A Associação de Professores de Português (APP) teceu várias críticas à prova de exame desta disciplina que nesta quinta-feira foi realizada por 94 mil alunos do 9.º ano.

Num parecer à prova, a APP mostra perplexidade face às questões de gramática propostas aos alunos do 9.º ano por o seu grau de exigência ser “mais elevado” do que aquele que foi pedido no exame de Português do 12.º ano. 

A APP estranha também o texto seleccionado para a parte A do I grupo, que visa avaliar as capacidades de interpretação, por conter vários estrangeirismos. Este texto é uma adaptação de uma crónica publicada na revista Sábado quando da morte do astronauta Neil Armstrong.

Dos sete termos escolhidos para integrarem o glossário que tradicionalmente acompanha estes exames, dois são referentes a estes estrangeirismos (staff e brevet) e um tem a ver com uma sigla em inglês (NASA). Os outros termos integrados no glossário são “Casa Branca”, “memorando”, “Nixon” e “Houston”.

O primeiro grupo do exame é constituído por três partes que têm na base textos diferentes. O poema escolhido para a parte B (Mar, de Miguel Torga) tem, segundo a APP, “um carácter metafórico elevado” que exige do aluno “uma capacidade de ver para além do texto”. 
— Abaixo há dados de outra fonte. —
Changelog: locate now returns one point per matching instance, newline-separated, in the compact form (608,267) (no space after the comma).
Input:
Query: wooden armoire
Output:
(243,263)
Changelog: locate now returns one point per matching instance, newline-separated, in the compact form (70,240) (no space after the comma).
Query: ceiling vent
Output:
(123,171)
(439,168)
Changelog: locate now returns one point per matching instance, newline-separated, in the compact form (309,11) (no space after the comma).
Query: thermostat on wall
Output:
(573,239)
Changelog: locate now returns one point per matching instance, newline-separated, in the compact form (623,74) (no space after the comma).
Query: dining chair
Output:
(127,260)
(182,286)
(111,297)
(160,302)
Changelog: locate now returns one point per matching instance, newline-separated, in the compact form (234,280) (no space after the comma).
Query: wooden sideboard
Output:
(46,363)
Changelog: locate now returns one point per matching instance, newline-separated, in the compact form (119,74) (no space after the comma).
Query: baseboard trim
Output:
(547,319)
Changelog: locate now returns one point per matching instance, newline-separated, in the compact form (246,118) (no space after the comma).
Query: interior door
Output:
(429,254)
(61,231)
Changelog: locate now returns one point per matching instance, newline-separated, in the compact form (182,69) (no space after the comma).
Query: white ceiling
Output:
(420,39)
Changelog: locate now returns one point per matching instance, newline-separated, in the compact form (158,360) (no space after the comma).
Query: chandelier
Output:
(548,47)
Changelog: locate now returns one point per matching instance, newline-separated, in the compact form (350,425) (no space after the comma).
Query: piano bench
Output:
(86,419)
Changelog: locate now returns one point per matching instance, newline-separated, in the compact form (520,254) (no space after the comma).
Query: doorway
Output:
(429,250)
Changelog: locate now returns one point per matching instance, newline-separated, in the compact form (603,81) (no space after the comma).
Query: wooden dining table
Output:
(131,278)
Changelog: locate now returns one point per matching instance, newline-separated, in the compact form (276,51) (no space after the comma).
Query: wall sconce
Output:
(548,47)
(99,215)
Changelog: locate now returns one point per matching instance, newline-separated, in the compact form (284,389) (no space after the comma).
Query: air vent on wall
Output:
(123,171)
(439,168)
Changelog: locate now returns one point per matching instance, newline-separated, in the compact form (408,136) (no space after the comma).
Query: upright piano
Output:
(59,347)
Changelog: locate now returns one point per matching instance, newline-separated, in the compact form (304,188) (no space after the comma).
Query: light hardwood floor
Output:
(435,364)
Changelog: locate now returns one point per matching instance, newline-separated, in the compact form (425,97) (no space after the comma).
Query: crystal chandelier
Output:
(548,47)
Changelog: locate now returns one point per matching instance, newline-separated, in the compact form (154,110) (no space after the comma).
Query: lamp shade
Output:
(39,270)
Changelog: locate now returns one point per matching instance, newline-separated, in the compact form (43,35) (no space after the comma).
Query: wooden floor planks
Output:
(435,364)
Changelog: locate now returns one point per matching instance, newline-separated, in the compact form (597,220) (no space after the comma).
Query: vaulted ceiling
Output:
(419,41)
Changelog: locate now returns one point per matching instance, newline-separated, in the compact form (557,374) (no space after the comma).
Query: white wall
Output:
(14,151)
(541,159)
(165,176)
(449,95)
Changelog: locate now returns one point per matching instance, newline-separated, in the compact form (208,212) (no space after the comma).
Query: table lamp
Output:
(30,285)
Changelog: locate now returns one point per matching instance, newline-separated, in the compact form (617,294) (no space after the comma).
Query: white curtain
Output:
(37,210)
A parte C versa geralmente sobre os autores de leitura obrigatória no 9.º ano — Gil Vicente e Camões. Este ano, depois de uma pausa em 2012, voltaram a sair Os Lusíadas, mas a APP considera que as estrofes escolhidas não apresentam informação suficiente sobre o episódio da obra em que se inserem e cuja identificação é pedida aos alunos. 
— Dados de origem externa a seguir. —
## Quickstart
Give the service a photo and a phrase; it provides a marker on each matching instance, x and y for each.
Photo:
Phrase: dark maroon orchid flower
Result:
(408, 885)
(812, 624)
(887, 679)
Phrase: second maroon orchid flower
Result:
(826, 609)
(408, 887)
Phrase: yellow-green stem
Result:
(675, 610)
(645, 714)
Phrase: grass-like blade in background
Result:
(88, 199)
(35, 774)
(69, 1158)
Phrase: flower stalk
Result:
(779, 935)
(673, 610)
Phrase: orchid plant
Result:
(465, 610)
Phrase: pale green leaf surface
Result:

Quanto ao grupo III, o da composição, a associação diz estranhar a “quase repetição com um tema de composição já utilizado no exame nacional do 9.º ano de 2005”. Os exames não podem repetir questões de ano para ano. Na prova desta quinta-feira pedia-se aos alunos que escrevessem um texto em que apresentassem razões tanto para defender a perspectiva dos que advogam que a exploração do espaço deve ser um objectivo prioritário, como dos quem defendem que, antes do mais, o homem deve dedicar-se ao estudo da Terra.

No exame de 2005 pedia-se aos alunos que escrevessem sobre qual das aventuras foi mais ousada: os Descobrimentos Marítimos ou a conquista espacial, devendo também apontar as diferenças e semelhanças entre elas.